Che obiettivi personali si pone per il prossimo lustro?
“Secondo me bisogna essere sempre ambiziosi, certamente sarà difficile migliorare quanto fatto lo scorso anno ma non ci si può fermare né fare un passo indietro. L’obiettivo è migliorare come staff e io personalmente come professionista. È nelle intenzioni della società continuare a crescere. La Dinamo offre ai suoi atleti una struttura che lavora bene e in maniera competente, seguendo il giocatore in ogni suo passo. In questo è fondamentale la fiducia che la società trasmette a chi lavora, dandogli i mezzi giusti. Alla fine è il giocatore ad avere il riscontro del lavoro fatto e se si trova bene diventa un biglietto da visita”.
Qual è la chiave per fare bene il suo lavoro?
“Non accontentarsi mai, personalmente mi ritengo una persona fortunata perché amo il mio lavoro e lo faccio nel miglior posto dove potrei farlo, dove sto bene sia da un punto di vista umano che professionale”.
Dai numerosi scatti emerge un rapporto speciale con la Sardegna..
“Dico sempre che la Sardegna o ti rende prigioniero o ti rende libero. A me personalmente ha reso libero, forse perché vengo da una città di mare.

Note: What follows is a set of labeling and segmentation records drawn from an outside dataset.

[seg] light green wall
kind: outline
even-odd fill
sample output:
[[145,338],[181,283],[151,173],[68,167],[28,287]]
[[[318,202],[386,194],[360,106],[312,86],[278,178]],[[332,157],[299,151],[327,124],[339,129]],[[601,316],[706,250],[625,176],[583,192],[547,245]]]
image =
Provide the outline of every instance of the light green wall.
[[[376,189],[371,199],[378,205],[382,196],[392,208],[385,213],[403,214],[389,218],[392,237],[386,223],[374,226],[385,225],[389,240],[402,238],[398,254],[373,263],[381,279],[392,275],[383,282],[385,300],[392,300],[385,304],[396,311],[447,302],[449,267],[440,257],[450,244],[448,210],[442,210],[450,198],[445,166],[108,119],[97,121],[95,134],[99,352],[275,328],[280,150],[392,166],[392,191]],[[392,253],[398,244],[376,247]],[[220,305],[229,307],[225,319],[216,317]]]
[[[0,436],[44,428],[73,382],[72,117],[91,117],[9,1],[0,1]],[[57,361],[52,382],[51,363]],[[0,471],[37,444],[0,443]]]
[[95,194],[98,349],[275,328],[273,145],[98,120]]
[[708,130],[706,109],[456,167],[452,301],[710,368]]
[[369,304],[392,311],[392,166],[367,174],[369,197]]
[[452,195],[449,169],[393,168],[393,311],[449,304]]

Qui ho trovato una seconda casa, persone che sono diventate una famiglia legandomi ancora di più a questa terra. Credo di essere cresciuto molto, è un’isola che da tanto. Sono convinto che i sardi devono passare dall’essere orgogliosi all'essere più ambiziosi. Amo il loro senso di appartenenza, che sento un po’ mio, ma credo debbano prendere consapevolezza della loro forza e dei loro mezzi. Quello che abbiamo fatto noi come squadra lo scorso anno deve essere un motivo di sprono per tutto il popolo sardo, non ci si deve accontentare mai”.

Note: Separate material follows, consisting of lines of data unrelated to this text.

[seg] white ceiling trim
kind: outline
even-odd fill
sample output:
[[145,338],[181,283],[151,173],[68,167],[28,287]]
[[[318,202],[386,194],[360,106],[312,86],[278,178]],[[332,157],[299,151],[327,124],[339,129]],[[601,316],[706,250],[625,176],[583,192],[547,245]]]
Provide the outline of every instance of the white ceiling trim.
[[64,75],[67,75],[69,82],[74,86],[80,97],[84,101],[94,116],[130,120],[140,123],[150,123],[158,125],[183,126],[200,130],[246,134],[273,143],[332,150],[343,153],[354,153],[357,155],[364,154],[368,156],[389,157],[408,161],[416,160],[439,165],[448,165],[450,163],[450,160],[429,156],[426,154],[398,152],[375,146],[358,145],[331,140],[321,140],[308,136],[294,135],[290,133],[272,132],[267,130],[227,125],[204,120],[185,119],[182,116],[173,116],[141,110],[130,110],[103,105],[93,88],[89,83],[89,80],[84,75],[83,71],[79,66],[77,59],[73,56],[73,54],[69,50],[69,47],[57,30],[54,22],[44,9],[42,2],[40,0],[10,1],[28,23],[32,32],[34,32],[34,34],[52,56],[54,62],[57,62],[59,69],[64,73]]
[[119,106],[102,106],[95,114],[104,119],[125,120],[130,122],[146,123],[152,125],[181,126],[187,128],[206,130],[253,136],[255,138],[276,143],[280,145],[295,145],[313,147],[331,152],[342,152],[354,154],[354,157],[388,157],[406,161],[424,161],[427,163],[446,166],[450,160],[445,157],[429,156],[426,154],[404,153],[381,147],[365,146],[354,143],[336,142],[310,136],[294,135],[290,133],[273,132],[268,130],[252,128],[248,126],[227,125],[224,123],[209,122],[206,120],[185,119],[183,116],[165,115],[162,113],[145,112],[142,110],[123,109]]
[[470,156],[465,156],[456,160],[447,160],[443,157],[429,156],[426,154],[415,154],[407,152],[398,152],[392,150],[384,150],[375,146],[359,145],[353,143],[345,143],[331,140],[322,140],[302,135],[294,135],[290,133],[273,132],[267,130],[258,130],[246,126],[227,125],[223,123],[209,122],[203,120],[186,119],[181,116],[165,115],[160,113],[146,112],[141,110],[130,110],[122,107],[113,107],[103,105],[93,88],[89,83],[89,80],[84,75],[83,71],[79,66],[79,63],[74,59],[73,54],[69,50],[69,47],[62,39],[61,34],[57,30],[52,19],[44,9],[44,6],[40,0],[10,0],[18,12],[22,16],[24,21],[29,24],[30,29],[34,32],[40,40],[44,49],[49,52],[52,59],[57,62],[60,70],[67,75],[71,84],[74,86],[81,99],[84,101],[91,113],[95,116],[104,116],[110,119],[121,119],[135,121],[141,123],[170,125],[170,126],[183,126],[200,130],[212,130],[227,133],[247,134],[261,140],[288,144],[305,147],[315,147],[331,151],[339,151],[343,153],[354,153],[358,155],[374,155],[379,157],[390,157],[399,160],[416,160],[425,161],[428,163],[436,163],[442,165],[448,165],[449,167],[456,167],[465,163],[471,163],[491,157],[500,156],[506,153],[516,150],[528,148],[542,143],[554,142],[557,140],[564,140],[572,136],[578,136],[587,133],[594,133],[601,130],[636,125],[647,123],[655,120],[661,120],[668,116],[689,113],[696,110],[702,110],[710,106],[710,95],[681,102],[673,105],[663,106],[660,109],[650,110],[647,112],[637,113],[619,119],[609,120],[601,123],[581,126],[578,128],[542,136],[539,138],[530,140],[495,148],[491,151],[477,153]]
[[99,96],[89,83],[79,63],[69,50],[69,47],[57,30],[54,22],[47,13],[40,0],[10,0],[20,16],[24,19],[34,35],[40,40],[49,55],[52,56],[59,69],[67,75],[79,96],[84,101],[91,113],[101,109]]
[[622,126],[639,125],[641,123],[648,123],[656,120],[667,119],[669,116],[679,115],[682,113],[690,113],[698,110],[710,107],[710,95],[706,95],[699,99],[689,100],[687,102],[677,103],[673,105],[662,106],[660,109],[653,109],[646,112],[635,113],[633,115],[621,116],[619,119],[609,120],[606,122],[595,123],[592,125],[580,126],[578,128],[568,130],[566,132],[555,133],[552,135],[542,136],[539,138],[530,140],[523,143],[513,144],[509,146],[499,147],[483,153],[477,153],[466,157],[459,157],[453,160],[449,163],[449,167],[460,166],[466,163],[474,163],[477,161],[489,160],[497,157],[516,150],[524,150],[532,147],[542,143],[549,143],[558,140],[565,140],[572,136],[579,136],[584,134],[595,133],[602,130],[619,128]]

Ci regala un frame di questo primo lustro a Sassari?
“È legata a un momento molto difficile della mia vita, quando sono tornato in Sardegna dopo il funerale di mio padre: qui ho sentito il calore delle persone che mi vogliono bene, mi sono sentito protetto e avvolto da un abbraccio virtuale del popolo biancoblu. Mi ha dato grande forza. Come dice il mio amico Alessandro ‘Sono un sardo nato altrove”.
E l’immagine simbolo per lei del triplete?
“Sono molto legato ai valori della famiglia quindi non ho dubbi: la telefonata a mia madre dopo gara 7 a Reggio Emilia”.